Sanar la mentalidad de escasez: transformar el trauma financiero heredado
- Nora Coaching

- 4 ene
- 5 Min. de lectura
Bienvenida, alma hermosa
Ay, hola, querido/a. Pasa, de verdad. Ponte cómodo/a, siéntete en casa. Hay una calidez especial en el aire hoy, ¿verdad? Creo que es el sol que por fin se asoma, o quizás ese suave zumbido de posibilidades que siento en este espacio. Tengo té de jengibre preparándose, por si te apetece una taza.
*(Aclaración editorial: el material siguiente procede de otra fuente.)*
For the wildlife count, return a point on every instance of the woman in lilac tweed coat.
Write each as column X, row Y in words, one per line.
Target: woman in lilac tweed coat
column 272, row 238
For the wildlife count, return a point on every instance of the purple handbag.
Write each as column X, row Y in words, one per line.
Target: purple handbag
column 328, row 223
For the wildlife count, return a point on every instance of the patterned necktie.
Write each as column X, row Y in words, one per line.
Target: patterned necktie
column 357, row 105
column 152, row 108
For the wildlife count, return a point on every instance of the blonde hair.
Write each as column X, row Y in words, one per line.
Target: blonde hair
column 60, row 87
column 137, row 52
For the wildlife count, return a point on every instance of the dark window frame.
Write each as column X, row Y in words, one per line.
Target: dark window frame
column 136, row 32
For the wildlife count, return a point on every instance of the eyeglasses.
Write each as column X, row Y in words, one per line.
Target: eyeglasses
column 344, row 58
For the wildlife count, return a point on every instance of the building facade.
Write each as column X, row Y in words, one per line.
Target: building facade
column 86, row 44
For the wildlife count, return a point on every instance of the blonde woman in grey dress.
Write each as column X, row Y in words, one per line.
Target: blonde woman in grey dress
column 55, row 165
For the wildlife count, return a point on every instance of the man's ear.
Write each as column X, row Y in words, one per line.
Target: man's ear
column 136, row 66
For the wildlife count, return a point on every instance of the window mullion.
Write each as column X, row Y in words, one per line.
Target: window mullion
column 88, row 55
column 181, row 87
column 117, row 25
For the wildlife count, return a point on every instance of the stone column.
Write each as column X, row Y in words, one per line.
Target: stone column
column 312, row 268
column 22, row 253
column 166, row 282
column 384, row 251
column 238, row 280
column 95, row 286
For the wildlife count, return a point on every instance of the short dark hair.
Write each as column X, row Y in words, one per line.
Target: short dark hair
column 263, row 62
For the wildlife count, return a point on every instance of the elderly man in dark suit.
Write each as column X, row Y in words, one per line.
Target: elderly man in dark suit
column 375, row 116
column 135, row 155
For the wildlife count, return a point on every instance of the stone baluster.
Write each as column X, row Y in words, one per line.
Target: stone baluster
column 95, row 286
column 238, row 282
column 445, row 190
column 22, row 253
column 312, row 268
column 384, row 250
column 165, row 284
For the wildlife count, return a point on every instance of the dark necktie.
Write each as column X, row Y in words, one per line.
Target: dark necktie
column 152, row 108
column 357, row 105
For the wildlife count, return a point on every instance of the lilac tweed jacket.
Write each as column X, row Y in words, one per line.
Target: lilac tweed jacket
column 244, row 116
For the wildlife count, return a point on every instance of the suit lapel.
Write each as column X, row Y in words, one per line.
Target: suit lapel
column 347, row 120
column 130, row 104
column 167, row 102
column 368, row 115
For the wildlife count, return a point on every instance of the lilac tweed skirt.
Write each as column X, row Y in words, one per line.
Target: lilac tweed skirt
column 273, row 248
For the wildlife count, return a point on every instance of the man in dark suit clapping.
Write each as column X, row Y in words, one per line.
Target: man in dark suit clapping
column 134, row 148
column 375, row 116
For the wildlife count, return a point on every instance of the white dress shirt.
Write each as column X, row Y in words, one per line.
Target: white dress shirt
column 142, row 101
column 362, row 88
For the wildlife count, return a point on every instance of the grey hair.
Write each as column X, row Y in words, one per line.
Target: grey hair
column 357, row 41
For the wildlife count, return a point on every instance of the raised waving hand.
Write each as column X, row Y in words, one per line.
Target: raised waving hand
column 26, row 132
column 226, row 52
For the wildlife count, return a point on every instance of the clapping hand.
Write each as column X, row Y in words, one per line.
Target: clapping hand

Sabes, la vida es una danza hermosa y a veces caótica. Y honestamente, ¿la forma en que nos relacionamos con el dinero? Nos dice tanto sobre las historias que hemos recogido. Esas creencias, grabadas profundamente en nosotros desde la infancia. Lo he visto mucho, sentada con clientes como tú. Porque esa mentalidad de escasez… a menudo es algo que simplemente se transmite. Como una vieja herencia, ¿sabes? A veces una muy pesada. Una que generaciones antes que nosotros llevaron con tanto peso. Y definitivamente he notado cómo estas sombras, estos patrones antiguos y heredados, pueden asentarse directamente en nuestros cuerpos. Se manifiestan como dolor crónico. O esas migrañas persistentes. O simplemente un sordo malestar de agitación emocional. Pero justo ahí, en esas mismas sombras, es donde la luz para la sanación puede empezar. De verdad que sí. Es ahí donde una transformación gentil puede realmente comenzar.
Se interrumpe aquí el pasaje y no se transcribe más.